WowKeren - Lukman Sardi menjadi salah satu pemeran utama di pertunjukan "Nyanyi Sunyi Revolusi" yang diadaptasi dari kisah perjalanan penyair Amir Hamzah. Sebagai pemeran Amir Hamzah, Lukman Sardi mengaku melakukan riset mengenai buku-buku biografi karena belum sempat bertemu dengan keluarga Amir Hamzah.

"Kalau keluarganya gue belum sempat ketemu. Aku baca dari riset, buku-buku yang menulis tentang dia, dari tulisannya aja gue banyak dapat sentilan, dimana kita hanya tahu kalau Amir Hamzah oke Penulis yang bagus dengan karyanya, tapi ternyata perjalanan hidupnya begitu sulit dan kompleks," kata Lukman Sardi saat ditemui di Galeri Indonesia Kaya, Sabtu, 12 Januari. "Nah dari situ aku belajar banyak hal baru, terlebih soal cinta dan rasa, dan memaafkan, bagaimana hal itu bisa membuat segala sesuatu menjadi jauh-jauh lebih baik lagi."


Menurut Lukman Sardi, sosok Amir Hamzah mengajarinya pesan-pesan positif. "Gimana Amir Hamzah mengajarkan untuk saling memaafkan, nah itu kan yang jadi sangat menarik di tengah situasi yang seperti itu, sampai dia meninggal kan sangat ironis bahwa dia meninggal di tangan orang-orang yang dia cintai dan perjuangkan, tapi dia enggak pernah yang menuntut bahwa dirinya benar," kata Lukman Sardi. "Dia bukan orang yang suka kekerasan, dia selalu mengajarkan ke anak-anaknya untuk tak dendam."

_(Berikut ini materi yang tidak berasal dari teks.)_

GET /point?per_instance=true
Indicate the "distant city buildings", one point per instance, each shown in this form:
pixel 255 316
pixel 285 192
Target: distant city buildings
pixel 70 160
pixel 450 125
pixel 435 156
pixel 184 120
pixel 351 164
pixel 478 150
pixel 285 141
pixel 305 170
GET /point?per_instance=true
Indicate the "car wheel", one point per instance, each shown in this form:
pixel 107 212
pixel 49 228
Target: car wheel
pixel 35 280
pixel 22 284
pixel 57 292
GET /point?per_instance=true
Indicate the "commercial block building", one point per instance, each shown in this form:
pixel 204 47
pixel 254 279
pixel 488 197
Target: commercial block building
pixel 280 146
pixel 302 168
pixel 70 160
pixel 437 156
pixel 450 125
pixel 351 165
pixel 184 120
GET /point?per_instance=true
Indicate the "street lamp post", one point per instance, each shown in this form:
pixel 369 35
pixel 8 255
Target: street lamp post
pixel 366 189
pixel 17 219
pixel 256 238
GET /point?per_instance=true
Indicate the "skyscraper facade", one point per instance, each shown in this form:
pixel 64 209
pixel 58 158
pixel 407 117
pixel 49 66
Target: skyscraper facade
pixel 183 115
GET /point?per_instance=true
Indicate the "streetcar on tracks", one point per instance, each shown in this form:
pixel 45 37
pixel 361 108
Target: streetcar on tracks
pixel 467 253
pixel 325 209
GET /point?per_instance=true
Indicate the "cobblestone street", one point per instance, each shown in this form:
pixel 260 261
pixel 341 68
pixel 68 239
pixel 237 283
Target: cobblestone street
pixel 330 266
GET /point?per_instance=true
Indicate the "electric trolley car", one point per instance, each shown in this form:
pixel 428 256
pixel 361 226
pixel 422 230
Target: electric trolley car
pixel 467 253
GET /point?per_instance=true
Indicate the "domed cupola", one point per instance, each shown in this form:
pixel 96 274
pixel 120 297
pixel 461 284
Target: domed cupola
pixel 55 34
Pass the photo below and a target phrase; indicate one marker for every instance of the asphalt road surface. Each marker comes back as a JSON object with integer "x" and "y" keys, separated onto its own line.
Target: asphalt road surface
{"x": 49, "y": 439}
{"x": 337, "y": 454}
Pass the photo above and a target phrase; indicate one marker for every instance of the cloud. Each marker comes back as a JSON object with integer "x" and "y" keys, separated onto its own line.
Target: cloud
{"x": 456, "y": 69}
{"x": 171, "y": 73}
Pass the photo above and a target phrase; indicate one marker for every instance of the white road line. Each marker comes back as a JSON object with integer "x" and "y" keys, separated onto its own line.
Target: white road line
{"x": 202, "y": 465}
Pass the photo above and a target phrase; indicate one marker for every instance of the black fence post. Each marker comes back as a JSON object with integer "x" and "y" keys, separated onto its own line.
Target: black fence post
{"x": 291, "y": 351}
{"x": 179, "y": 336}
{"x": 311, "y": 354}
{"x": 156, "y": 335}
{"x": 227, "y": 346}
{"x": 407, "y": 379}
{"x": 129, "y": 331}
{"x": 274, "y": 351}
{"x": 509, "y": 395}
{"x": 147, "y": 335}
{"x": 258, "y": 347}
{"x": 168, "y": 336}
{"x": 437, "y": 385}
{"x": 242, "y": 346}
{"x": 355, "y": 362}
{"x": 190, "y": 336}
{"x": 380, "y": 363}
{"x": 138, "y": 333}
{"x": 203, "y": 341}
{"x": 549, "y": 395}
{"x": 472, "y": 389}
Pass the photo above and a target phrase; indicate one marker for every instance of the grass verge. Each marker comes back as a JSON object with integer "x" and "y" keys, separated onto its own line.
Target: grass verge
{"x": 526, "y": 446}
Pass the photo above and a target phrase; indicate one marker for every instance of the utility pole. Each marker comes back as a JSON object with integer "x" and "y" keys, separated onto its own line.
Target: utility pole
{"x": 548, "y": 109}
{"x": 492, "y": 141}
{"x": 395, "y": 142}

Terakhir, Lukman Sardi juga mengutarakan kesulitan-kesulitan selama mendalami karakter Amir Hamzah di pertunjukan. "Kesulitan pasti ada, namanya tiap proses pasti ada itu, seperti tadi bahwa bagaimana naskah ini ditampilkan dengan begitu sunyi tapi disampaikan melalui suara dari panggung yang bisa keluar tanpa menghilangkan sense of art itu sendiri, kan sulit, kadang-kadang kita juga dipanggung itu terjebak dengan tuntutan suara yang keras tapi juga harus dibalut dengan emosional yang kuat, nah ini salah satu kesulitan tersendiri," pungkas Lukman Sardi.

"Tapi justru pemahaman dari karakternya itu sendiri dari cara ceritanya itu sendiri yang di implus terus sama mas Iswandi Pratama. Akhirnya kita harus tahu ceritanya dan segala macam, tahu karakternya, sehingga menimbulkan reaksi yang jujur dari dalam terhadap karakter itu sendiri bukan berdasarkan dibuat-buat."